Благотворительность — это масштаб, система, а Елизавета ко всему относилась очень лично. В ее фонде получали зарплату только три человека, остальные были волонтерами, они работали в тесном подвальчике. Для Лизы даже в смысле помощи людям деньги не были главным: она в основном собирала вещи. Гордилась, что ее подопечные — бездомные — одеты шикарнее всех в Москве! Каких ей только «гуччи» не приносили... Одна богатая дама привезла большие сумки дорогой мужской одежды: ее супруг, видимо олигарх, пошел «налево», она об этом узнала и отомстила — вытащила из гардеробной все, что могла, и отвезла в Лизин фонд.
— Да и вы своих старых вещей иногда недосчитывались.

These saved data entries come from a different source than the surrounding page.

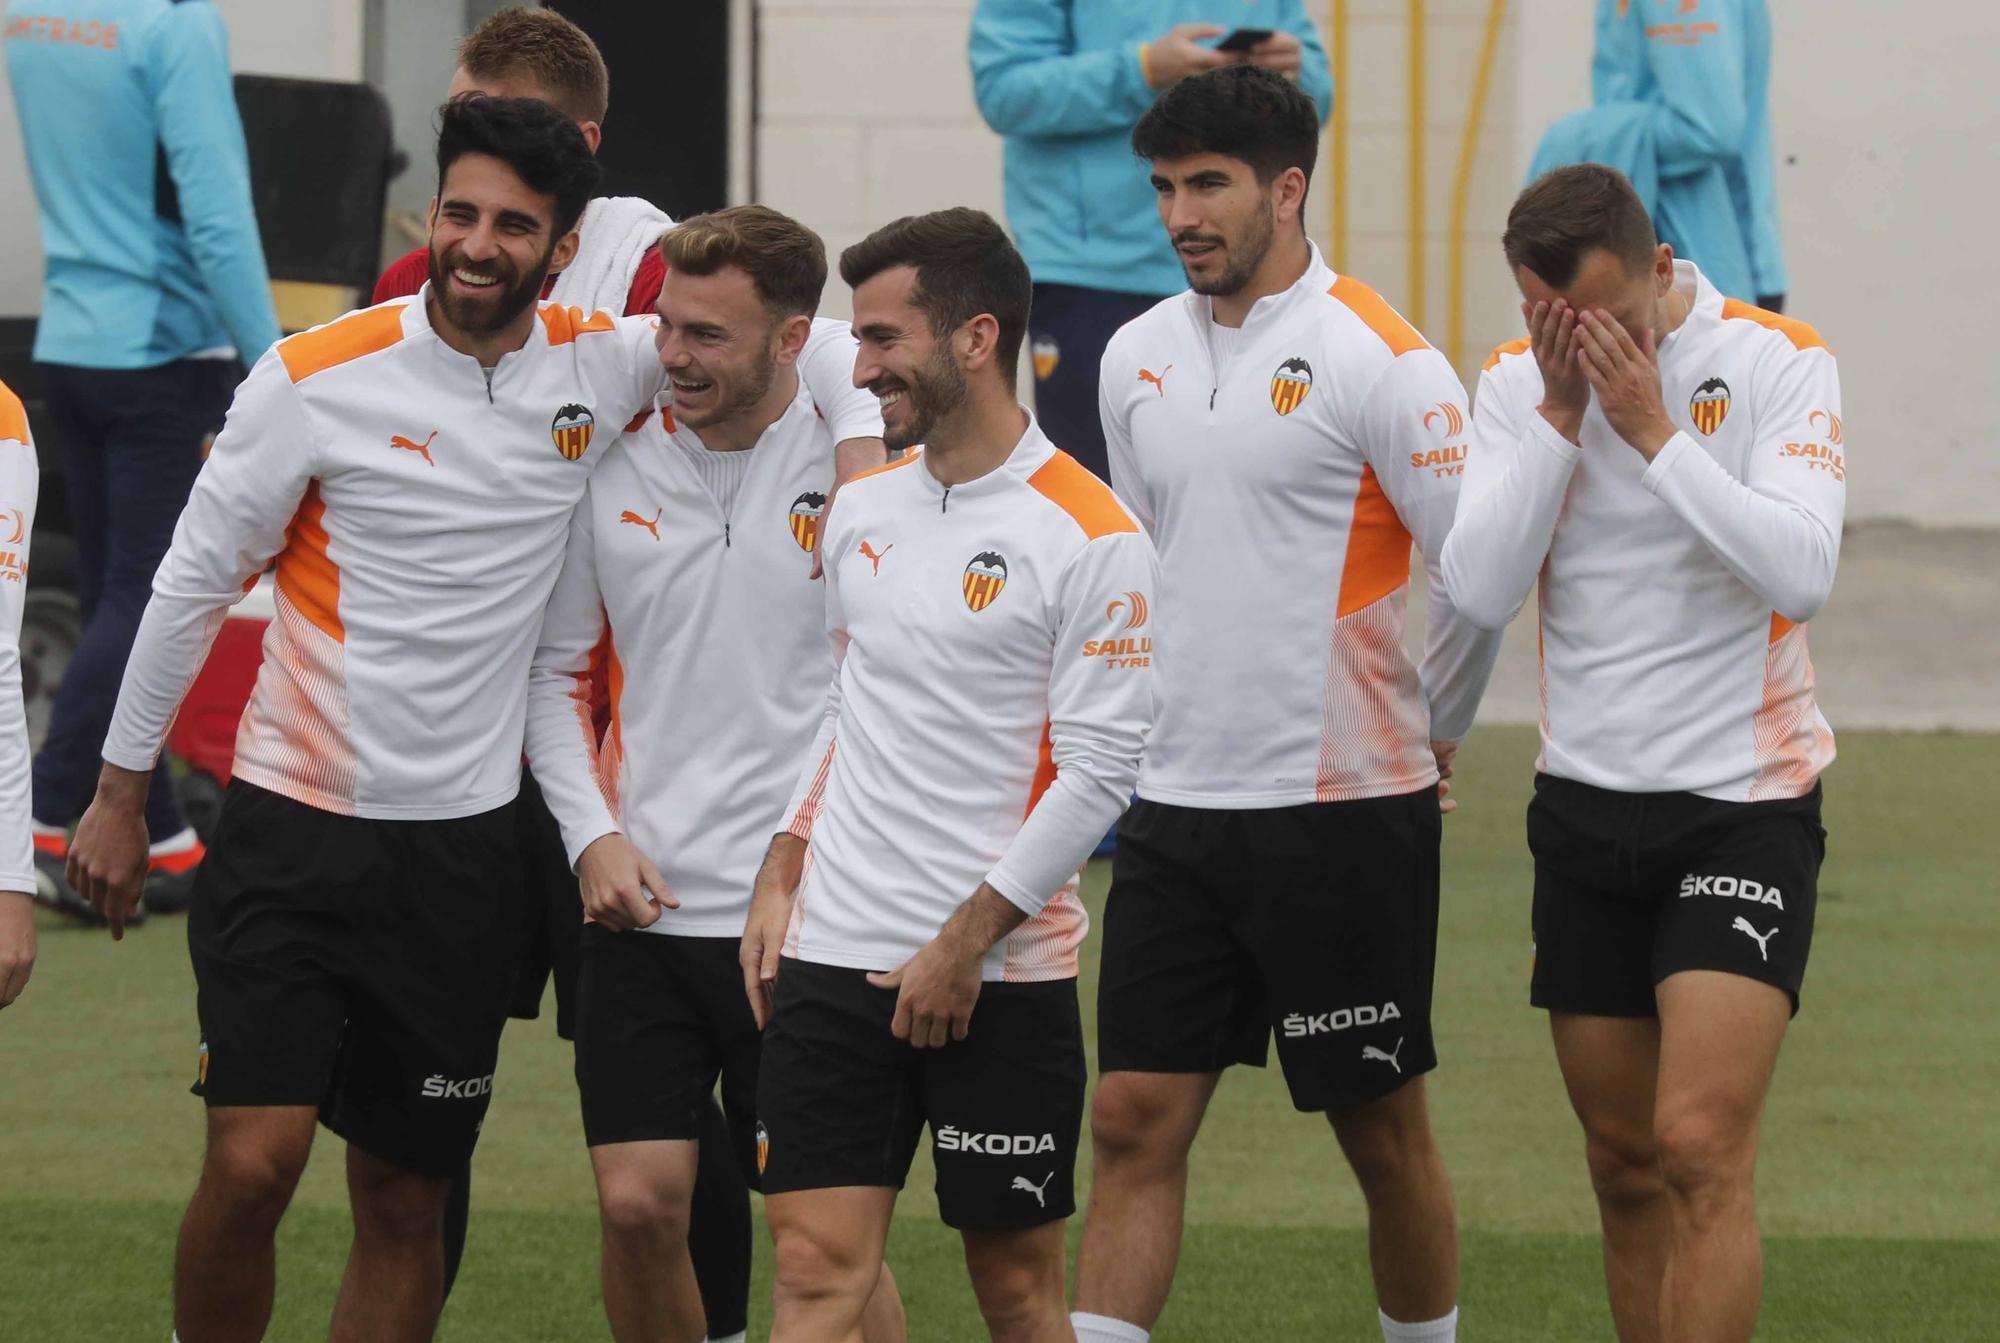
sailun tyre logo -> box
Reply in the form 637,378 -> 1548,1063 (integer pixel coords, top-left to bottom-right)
551,403 -> 596,460
1270,357 -> 1313,416
790,491 -> 827,552
1689,377 -> 1731,435
1105,591 -> 1149,629
963,551 -> 1008,612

— И не всегда старых! Но меня не это удивляло. Ладно мои костюмы — она и свои вещи раздавала с необычайной легкостью. Однажды я подарил ей шубу из «королевского» меха, по-английски он называется ermine. Такой белый с черным.
— Из горностая?!
— Да, точно. Недели полторы жена эту горностаевую шубу поносила, а потом передарила женщине-волонтеру. Сказала, что очень пожалела ее. Это же невозможно! Как на такое можно обижаться?.. Я ведь с самого начала понимал, с кем имею дело. Лиза была невероятно доброй, щедрой и не привязывалась к вещам — всегда относилась к ним так, будто не на земле живет, а на небе.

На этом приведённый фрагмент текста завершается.